No variable declarations at all? No damn curly brackets? You will be hooked.

Google Reader Squish

Remember when Google was minimalistic? This is Google Reader now:

Google Reader default user interface

At 1600 x 900 resolution, this relegates actual content to only about two thirds of the available screen space, part of a 2011 Google effort:

The way people use and experience the web is evolving, and our goal is to give you a more seamless and consistent online experience—one that works no matter which Google product you’re using or what device you’re using it on.

The “elastic” interface concept that Google intends to follow sounds like the idea of making a single page that works well on both a desktop and mobile device. It turns out that the mobile page is actually completely different, so the new desktop look must be more for styling than cross-device usability.

To be fair, the interface is minimal in that it displays only a few buttons, but I think Google went too far making the interface look touchable. Modern phone browsers render normal pages faithfully while handling the small screen size nicely, so a page that displays well on high and low zoom on a desktop will also likely display well with little or no modification in a mobile browser. Even if it were intended to work on widely varying screen sizes, I see no functionality reason for expanding incidental controls to consume almost a full third of the screen:

  • Links to unrelated Google services
  • Search box
  • 11 buttons

So decided to experiment with customized style sheets using the Stylish Firefox Add-on. The Stylish site already lists plenty of compact Google Reader styles, but I did this for the practice and also because many of the minimal styles I tried removed functionality such as the logout link.

Google Reader Restyled

I called the style “Reader Squish” and published it on userstyles.org under the WTFPL.

Unicomp Customizer

I am writing this on my brand new Unicomp Customizer. Since first reading Have Keyboard, Will Program, I wondered whether buckling spring hype was really worth it, especially since I have long loved the near-perfect1 Microsoft Natural 4000 layout.

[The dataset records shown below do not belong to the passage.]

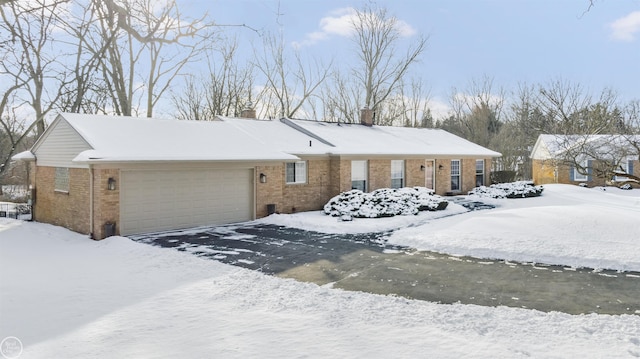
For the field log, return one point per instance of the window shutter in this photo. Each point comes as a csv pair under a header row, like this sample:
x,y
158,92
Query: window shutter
x,y
572,173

Within an hour or two of receiving my keyboard and excitedly testing it on online typing tests and games like Qwerty Warriors, I realize this is the first keyboard that actually speeds up my typing. In that short time, my beloved Microsoft Natural has started to feel spongy and uncomfortable. [Update, March 2020: Flash is dead and Qwerty Warriors with it; my JavaScript version is at https://www.qwertywar.com/]

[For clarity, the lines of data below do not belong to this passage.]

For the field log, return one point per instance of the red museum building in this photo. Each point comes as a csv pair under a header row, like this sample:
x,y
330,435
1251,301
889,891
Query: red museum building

Finger exhaustion makes the difference. Five minutes full bore on another keyboard and my fingers feel tired. Tired fingers make more mistakes; I backspace more; I slow down. On the Unicomp, however, my fingers feel just as sprightly after the test as before. At test completion my fingers feel as if they have been jumping on a trampoline and their parents just spoiled their fun by telling them to come in for dinner.

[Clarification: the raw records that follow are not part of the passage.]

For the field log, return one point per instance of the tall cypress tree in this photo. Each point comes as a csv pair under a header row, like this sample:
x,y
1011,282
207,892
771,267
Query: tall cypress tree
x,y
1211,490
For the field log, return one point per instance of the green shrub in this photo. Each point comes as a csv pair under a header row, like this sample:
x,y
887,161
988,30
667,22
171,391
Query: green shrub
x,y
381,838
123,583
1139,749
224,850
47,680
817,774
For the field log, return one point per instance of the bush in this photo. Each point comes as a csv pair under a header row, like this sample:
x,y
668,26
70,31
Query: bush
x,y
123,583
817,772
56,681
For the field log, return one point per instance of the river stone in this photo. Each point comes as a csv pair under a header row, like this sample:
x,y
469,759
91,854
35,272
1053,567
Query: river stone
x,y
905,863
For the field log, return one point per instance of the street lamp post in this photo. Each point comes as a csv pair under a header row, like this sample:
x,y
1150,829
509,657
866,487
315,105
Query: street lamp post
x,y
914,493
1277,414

Beside tantalizing finger pleasure, the Customizer adds visceral clattering spring charm. By practicing a soft touch, you can dull the sound a little, but passersby will always think a mini war zone surrounds your computer. And I thought even the Microsoft Natural’s space bar was a little loud in an office.

Regardless, those who regularly type long blocks of text might justifiably tell coworkers to suck it up. Even without an ergonomic layout, the reduced finger fatigue over just a five minute test makes up for every clicky keyboard comment. Sadly, the Customizer will probably not increase my overall work efficiency. My typing usually involves the typical programmer’s short bursts and frequent contortions for symbols.

So I probably will not use it in an office and I am unlikely to gain significant typing comfort or speed, but was it worth it? $80 to make typing fun again? I think so.

  1. I have only two gripes with the Natural’s layout. First, six should be on the right, but the peculiar left-handed six position may not have been Microsoft’s decision; it infects most split layouts, including the original Natural’s contemporary IBM M15. The second mistake, F Lock does belong exclusively to Microsoft.